Put yourself in the mindset of your target audiences — what information would galvanize them to think seriously enough about the subject of your white paper to push them toward consideration of your product or service? Title your white paper accordingly.
Include an executive summary
Your white paper is a chance to explore a relevant topic at length, but you can’t expect everyone to read it in full. We live in a hectic world, and your white paper is up against countless other white papers, blog posts, eBooks, emails, and so on. Be sure to include an executive overview that summarizes key points.

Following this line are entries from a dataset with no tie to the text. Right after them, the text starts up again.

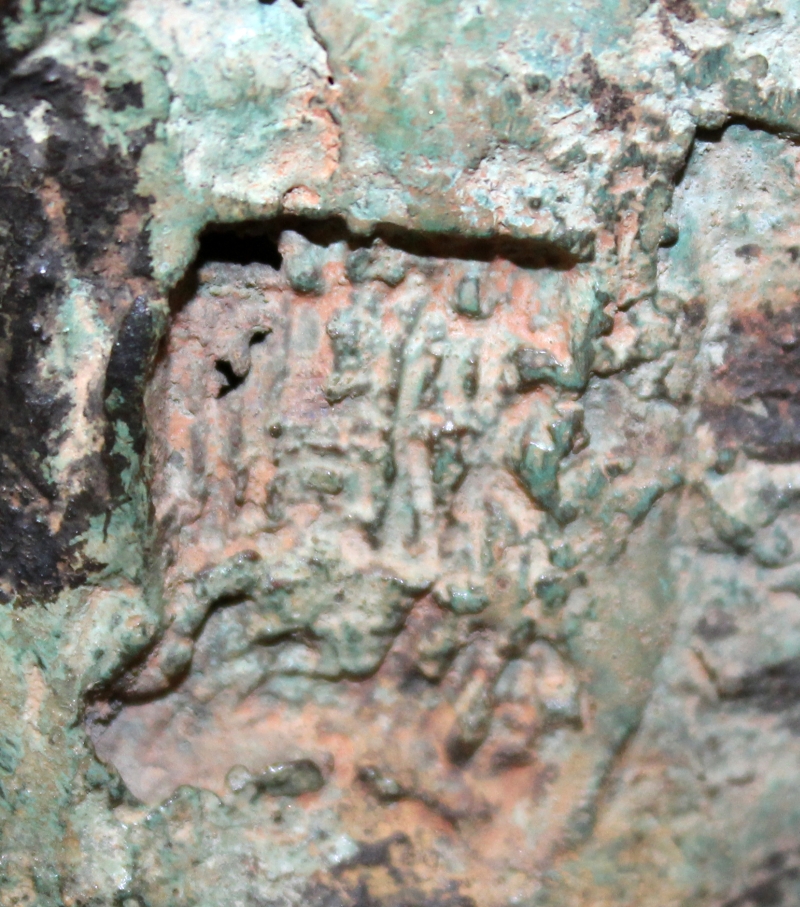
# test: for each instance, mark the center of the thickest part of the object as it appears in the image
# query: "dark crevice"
(256, 242)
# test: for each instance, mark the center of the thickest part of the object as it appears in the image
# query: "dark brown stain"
(611, 104)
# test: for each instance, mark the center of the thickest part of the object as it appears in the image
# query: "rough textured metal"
(400, 453)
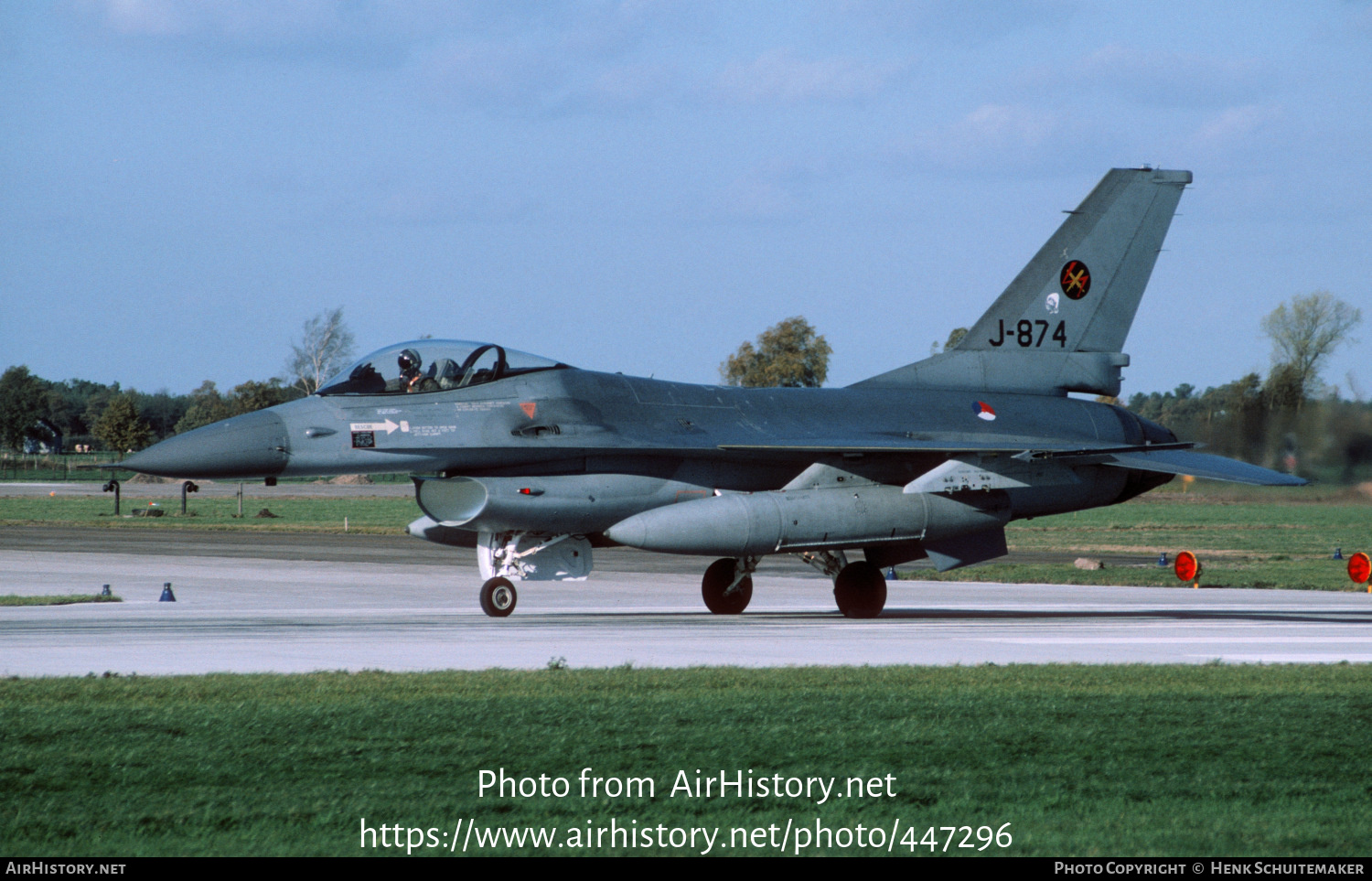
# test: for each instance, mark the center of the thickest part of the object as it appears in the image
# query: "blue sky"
(642, 186)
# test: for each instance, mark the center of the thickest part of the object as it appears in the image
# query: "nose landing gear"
(498, 597)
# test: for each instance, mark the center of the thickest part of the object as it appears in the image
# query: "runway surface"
(293, 603)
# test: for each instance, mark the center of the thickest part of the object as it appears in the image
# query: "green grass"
(1309, 573)
(370, 513)
(1080, 760)
(11, 598)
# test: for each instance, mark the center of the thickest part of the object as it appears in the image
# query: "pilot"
(411, 376)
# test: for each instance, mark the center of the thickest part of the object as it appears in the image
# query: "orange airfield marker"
(1188, 568)
(1360, 568)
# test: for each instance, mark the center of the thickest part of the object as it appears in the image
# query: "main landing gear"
(859, 587)
(861, 590)
(729, 585)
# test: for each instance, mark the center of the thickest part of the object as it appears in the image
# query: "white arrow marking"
(387, 427)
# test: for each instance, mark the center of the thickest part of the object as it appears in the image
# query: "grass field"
(372, 513)
(1080, 760)
(10, 598)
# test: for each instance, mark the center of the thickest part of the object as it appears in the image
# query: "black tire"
(498, 597)
(718, 576)
(861, 590)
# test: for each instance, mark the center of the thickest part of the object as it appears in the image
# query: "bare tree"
(326, 349)
(1306, 331)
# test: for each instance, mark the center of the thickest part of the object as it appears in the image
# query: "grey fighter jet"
(537, 463)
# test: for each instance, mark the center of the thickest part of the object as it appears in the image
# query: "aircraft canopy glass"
(433, 365)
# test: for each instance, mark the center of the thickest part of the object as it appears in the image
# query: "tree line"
(77, 414)
(1289, 419)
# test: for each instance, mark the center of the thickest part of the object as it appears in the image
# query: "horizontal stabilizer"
(1202, 466)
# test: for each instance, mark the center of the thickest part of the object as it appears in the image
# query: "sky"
(641, 186)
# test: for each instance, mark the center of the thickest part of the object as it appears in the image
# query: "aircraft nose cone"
(252, 445)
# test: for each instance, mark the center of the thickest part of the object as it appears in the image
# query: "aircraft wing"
(1202, 466)
(1176, 458)
(1017, 446)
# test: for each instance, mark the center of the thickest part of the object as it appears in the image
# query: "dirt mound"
(150, 479)
(156, 479)
(350, 480)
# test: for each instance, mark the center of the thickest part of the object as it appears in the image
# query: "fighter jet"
(537, 463)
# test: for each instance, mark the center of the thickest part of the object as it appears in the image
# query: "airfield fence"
(84, 467)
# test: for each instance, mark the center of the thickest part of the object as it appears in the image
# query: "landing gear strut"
(861, 590)
(729, 585)
(498, 597)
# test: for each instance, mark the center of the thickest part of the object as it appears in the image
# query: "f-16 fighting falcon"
(537, 463)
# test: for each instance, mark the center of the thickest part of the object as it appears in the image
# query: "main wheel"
(861, 590)
(718, 578)
(498, 597)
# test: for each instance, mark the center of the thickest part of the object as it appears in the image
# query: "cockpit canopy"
(433, 365)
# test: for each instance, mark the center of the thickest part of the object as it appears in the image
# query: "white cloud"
(779, 76)
(1234, 126)
(1158, 77)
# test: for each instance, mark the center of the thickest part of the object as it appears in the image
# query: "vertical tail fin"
(1061, 324)
(1089, 276)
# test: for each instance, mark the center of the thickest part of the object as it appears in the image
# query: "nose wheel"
(861, 590)
(498, 597)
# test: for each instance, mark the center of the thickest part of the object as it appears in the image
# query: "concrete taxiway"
(290, 603)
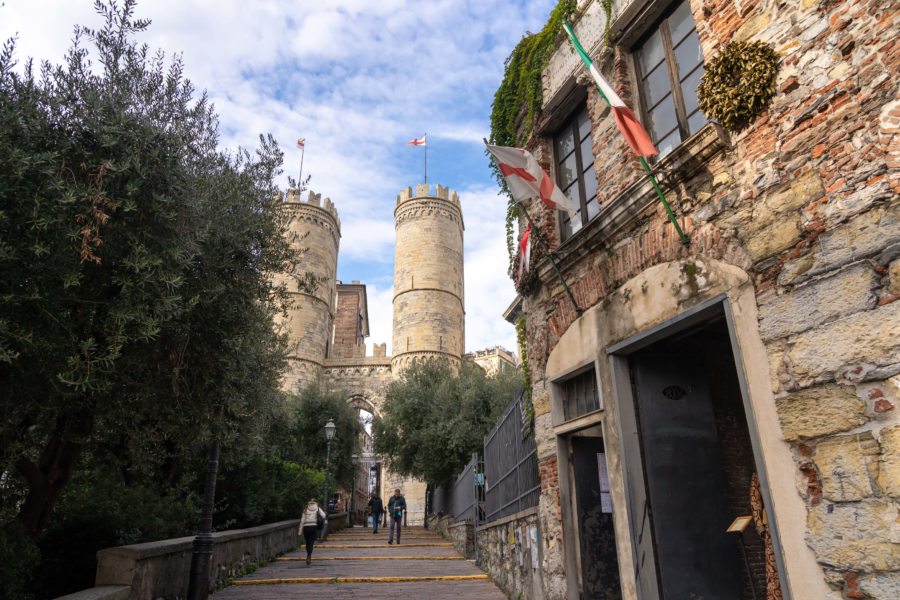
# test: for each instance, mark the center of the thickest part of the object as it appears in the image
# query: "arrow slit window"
(574, 162)
(669, 64)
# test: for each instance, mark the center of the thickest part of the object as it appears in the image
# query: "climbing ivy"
(518, 99)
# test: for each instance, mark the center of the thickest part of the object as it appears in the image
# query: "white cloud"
(357, 79)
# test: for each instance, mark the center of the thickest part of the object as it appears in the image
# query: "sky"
(357, 79)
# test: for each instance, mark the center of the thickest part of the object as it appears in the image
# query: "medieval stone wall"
(804, 204)
(429, 312)
(316, 229)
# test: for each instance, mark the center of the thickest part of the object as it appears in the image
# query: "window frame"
(587, 373)
(571, 123)
(671, 65)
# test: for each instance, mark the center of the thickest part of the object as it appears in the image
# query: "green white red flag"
(631, 129)
(526, 179)
(524, 252)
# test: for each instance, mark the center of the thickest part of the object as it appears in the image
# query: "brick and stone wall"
(804, 205)
(349, 339)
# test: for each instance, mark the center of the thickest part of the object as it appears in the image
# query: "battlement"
(424, 190)
(313, 199)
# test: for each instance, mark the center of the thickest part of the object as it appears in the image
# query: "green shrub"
(18, 558)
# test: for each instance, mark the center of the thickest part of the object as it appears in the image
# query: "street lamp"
(354, 458)
(329, 435)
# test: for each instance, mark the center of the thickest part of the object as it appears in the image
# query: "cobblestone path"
(357, 564)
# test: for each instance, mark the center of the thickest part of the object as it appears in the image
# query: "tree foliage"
(433, 418)
(136, 301)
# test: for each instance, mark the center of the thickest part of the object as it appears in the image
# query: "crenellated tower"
(315, 228)
(429, 304)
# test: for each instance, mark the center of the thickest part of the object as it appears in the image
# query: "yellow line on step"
(386, 546)
(374, 558)
(360, 579)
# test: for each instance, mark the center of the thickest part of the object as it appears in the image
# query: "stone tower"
(429, 314)
(314, 226)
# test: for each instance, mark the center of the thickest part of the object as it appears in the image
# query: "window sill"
(588, 419)
(639, 198)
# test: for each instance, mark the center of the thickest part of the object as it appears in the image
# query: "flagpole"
(543, 243)
(662, 197)
(300, 181)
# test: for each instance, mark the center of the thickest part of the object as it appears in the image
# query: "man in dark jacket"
(376, 507)
(396, 506)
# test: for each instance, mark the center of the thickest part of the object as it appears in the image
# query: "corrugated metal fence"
(505, 483)
(510, 464)
(461, 498)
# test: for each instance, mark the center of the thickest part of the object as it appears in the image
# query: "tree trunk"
(47, 479)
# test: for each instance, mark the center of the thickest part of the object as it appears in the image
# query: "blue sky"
(357, 79)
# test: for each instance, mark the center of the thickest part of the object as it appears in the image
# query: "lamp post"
(329, 435)
(201, 557)
(354, 459)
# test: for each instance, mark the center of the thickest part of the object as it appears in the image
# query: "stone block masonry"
(804, 206)
(429, 309)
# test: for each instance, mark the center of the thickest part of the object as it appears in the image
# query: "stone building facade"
(751, 372)
(327, 328)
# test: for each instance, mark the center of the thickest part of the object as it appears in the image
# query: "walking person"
(312, 520)
(376, 507)
(396, 506)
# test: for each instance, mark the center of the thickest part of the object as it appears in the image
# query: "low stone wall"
(159, 570)
(462, 534)
(508, 551)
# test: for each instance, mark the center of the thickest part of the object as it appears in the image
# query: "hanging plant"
(529, 282)
(739, 83)
(518, 100)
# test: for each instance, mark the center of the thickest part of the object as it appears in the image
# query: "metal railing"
(461, 499)
(511, 477)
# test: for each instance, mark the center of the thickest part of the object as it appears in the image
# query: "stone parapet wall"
(160, 570)
(461, 534)
(507, 553)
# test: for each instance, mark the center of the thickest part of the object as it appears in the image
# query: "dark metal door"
(685, 481)
(599, 563)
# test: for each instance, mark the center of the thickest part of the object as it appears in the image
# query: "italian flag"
(526, 179)
(631, 128)
(524, 252)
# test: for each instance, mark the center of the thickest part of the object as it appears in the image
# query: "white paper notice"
(605, 497)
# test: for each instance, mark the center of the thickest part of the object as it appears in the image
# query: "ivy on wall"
(518, 100)
(526, 373)
(739, 83)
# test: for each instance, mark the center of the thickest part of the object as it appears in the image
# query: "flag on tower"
(631, 129)
(525, 252)
(526, 179)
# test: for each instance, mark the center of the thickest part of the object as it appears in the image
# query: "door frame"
(627, 430)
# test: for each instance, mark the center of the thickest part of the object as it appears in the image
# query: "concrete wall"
(159, 570)
(797, 220)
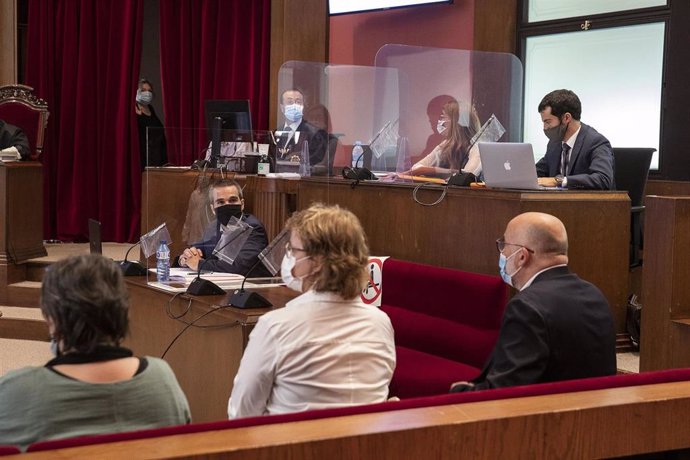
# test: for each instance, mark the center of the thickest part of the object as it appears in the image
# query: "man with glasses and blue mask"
(577, 156)
(558, 326)
(297, 130)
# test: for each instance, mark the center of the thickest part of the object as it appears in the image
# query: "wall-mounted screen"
(358, 6)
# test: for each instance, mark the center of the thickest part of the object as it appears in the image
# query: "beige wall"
(8, 42)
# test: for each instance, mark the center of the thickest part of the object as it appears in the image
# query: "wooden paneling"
(593, 424)
(207, 355)
(665, 335)
(460, 231)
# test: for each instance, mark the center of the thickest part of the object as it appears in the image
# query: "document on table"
(180, 278)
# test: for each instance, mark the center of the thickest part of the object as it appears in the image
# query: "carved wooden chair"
(20, 107)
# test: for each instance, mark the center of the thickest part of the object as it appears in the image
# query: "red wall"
(355, 38)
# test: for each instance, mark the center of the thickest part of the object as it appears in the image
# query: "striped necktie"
(564, 159)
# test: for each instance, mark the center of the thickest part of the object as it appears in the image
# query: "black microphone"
(215, 141)
(132, 267)
(201, 286)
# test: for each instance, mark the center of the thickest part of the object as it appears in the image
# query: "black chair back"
(632, 169)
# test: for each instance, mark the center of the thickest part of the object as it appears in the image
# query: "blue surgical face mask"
(502, 262)
(144, 97)
(54, 348)
(296, 283)
(293, 112)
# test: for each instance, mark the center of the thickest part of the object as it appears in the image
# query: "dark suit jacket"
(317, 139)
(590, 165)
(12, 136)
(248, 255)
(558, 328)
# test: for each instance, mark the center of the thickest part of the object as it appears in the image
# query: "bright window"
(546, 10)
(616, 72)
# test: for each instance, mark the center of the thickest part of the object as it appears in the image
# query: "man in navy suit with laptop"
(577, 156)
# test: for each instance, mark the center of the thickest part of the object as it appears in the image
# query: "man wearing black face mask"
(226, 202)
(577, 156)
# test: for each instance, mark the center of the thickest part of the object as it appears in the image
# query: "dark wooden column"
(299, 32)
(21, 220)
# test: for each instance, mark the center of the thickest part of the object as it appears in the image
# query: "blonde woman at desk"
(458, 123)
(326, 348)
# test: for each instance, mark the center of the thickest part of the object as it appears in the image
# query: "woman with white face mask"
(458, 123)
(326, 348)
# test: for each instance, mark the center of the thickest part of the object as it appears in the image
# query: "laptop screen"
(508, 165)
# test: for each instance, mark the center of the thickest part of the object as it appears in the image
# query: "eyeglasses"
(289, 249)
(501, 245)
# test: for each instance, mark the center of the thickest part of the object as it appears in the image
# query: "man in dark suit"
(577, 156)
(558, 326)
(13, 142)
(227, 201)
(296, 130)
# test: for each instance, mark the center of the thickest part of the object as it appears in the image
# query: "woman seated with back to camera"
(326, 348)
(458, 124)
(93, 385)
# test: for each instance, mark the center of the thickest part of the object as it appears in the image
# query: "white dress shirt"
(320, 351)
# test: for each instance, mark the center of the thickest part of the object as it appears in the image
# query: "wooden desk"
(21, 220)
(460, 232)
(205, 358)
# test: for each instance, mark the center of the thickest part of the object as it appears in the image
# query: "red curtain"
(83, 59)
(211, 49)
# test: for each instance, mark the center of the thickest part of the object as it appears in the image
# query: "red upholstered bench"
(597, 383)
(446, 323)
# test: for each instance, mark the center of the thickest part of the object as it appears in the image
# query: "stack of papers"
(180, 278)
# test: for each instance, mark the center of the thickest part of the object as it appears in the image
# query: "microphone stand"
(247, 299)
(201, 286)
(132, 267)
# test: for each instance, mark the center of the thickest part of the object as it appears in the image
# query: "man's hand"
(547, 181)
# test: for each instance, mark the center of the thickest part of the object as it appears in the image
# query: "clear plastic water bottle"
(163, 262)
(357, 155)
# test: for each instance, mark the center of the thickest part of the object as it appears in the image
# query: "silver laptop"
(508, 165)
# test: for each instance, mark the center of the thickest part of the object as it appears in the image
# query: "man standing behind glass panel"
(577, 156)
(296, 130)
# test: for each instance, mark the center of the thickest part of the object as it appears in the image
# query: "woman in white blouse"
(326, 348)
(457, 123)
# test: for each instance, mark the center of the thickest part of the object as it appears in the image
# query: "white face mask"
(293, 112)
(293, 282)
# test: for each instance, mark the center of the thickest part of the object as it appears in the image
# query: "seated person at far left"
(227, 201)
(458, 123)
(13, 141)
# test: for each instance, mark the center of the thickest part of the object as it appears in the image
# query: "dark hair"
(294, 88)
(86, 299)
(562, 101)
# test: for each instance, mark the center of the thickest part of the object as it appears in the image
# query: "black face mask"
(225, 212)
(557, 133)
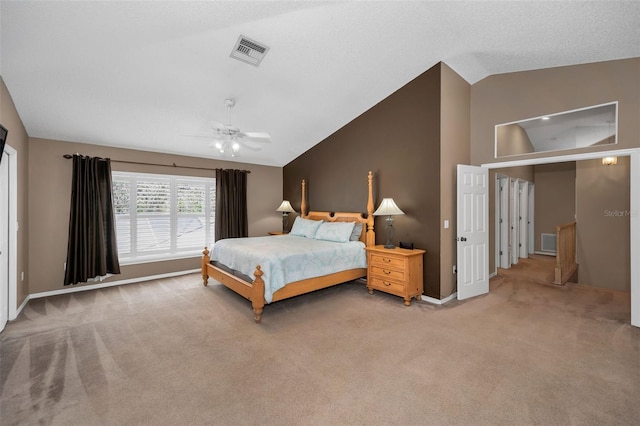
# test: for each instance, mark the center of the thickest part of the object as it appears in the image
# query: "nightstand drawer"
(388, 274)
(396, 271)
(387, 286)
(387, 261)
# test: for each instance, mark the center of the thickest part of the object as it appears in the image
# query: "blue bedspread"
(288, 258)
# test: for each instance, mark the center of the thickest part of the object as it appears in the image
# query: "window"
(162, 216)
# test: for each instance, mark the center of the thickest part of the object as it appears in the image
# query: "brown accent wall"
(410, 141)
(511, 140)
(555, 197)
(17, 138)
(49, 203)
(603, 225)
(454, 150)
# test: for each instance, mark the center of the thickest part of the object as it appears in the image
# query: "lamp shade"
(387, 207)
(285, 207)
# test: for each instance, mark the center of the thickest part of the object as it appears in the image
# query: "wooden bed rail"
(565, 252)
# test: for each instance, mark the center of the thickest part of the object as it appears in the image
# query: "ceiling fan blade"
(246, 145)
(205, 136)
(258, 136)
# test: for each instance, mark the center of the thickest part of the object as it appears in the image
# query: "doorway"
(634, 217)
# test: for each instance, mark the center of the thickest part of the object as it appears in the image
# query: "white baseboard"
(75, 289)
(439, 301)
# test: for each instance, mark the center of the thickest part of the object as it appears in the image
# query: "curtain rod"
(69, 156)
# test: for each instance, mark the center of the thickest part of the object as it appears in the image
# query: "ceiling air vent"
(249, 51)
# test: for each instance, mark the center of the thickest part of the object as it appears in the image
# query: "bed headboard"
(368, 235)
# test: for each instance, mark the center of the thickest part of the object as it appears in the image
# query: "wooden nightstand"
(396, 271)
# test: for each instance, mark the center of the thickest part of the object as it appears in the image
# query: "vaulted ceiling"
(150, 74)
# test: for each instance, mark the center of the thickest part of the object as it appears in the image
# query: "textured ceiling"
(146, 74)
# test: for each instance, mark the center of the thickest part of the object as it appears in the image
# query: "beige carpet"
(173, 352)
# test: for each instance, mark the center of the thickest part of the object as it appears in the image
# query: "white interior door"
(502, 222)
(473, 231)
(523, 219)
(4, 241)
(514, 215)
(531, 217)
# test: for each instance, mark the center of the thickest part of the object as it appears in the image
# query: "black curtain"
(231, 204)
(92, 250)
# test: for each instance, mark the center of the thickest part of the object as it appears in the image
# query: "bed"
(256, 286)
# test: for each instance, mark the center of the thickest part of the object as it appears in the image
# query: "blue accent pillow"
(305, 227)
(357, 232)
(340, 232)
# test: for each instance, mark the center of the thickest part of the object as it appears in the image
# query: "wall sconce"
(285, 208)
(388, 208)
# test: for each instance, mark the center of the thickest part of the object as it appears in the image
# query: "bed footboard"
(253, 291)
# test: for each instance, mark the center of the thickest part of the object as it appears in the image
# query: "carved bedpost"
(205, 262)
(371, 235)
(257, 294)
(303, 203)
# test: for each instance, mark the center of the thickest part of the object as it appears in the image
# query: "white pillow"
(357, 232)
(305, 227)
(339, 232)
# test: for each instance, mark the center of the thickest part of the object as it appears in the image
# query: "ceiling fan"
(229, 139)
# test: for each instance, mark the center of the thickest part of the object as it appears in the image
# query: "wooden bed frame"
(254, 291)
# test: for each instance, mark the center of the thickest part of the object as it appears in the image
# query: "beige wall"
(17, 138)
(514, 96)
(555, 197)
(511, 140)
(603, 225)
(454, 150)
(50, 192)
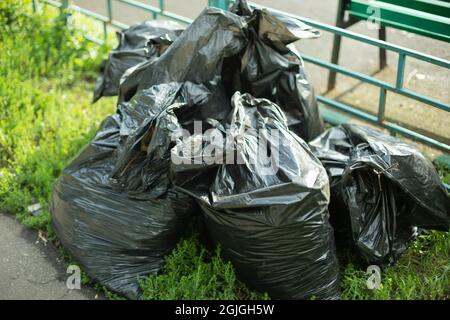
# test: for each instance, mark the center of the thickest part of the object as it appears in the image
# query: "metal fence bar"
(385, 124)
(400, 70)
(381, 106)
(355, 36)
(379, 83)
(398, 88)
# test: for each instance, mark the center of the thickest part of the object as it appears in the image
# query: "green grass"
(46, 116)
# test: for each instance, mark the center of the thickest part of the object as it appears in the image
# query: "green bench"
(430, 18)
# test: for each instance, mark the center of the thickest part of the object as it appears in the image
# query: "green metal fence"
(384, 87)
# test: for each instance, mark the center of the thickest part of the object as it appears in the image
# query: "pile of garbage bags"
(214, 122)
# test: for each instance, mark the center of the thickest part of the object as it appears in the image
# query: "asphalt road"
(31, 269)
(420, 77)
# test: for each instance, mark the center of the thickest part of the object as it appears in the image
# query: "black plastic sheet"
(228, 53)
(141, 42)
(114, 208)
(382, 190)
(269, 212)
(117, 209)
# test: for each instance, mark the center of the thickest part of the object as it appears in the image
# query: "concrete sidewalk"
(31, 269)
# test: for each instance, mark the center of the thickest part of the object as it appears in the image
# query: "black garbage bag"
(230, 53)
(141, 42)
(382, 190)
(114, 208)
(264, 199)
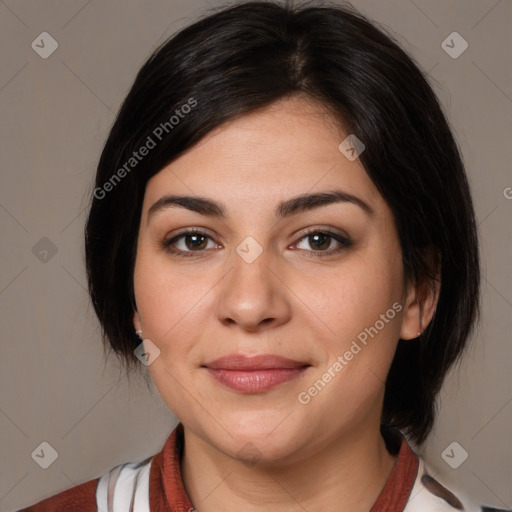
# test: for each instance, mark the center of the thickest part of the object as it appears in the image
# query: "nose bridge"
(252, 293)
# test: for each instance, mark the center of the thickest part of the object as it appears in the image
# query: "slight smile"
(254, 374)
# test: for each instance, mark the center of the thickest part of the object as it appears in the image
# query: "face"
(317, 282)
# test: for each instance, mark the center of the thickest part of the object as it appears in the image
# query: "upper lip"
(260, 362)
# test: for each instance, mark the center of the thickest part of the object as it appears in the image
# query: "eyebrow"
(293, 206)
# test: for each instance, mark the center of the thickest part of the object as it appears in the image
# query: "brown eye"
(322, 241)
(189, 242)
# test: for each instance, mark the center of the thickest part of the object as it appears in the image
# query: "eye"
(189, 242)
(321, 241)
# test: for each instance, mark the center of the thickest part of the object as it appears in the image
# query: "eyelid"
(342, 238)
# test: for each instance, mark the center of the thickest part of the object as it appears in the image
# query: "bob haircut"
(244, 57)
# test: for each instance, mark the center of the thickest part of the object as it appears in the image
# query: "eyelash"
(345, 243)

Probably more important than any other part of your white paper are the first few paragraphs of your executive summary, so don’t get sidetracked with basic information about your company or product — assume your readers know this already, and work your way to the crux of your argument. At the same time (and this is where it gets tricky), don’t attempt to summarize absolutely everything and give your readers no reason to continue. Tease the reader a little — make it interesting enough for your audience to want to read on and keep learning about whatever it is you’re saying.
Market your work
While you will want your white paper to remain available on your website, probably with a landing page to capture a reader’s contact information before they can download it, don’t forget to let people know it’s there. Create some buzz by creating a campaign around your new white paper. Write a blog post about it, send an email to your client and prospect list, and distribute it across your social media properties (and ask your colleagues to distribute through their networks, too). Then make sure your content is easy to find on your site, preferably on your home page while it’s still new.
Remember, your white paper needs to educate and serve a specific purpose. It needs to be substantiated by solid research and real-life relevance. Built solidly, it can be a useful tool to deepen your relationship with your prospects.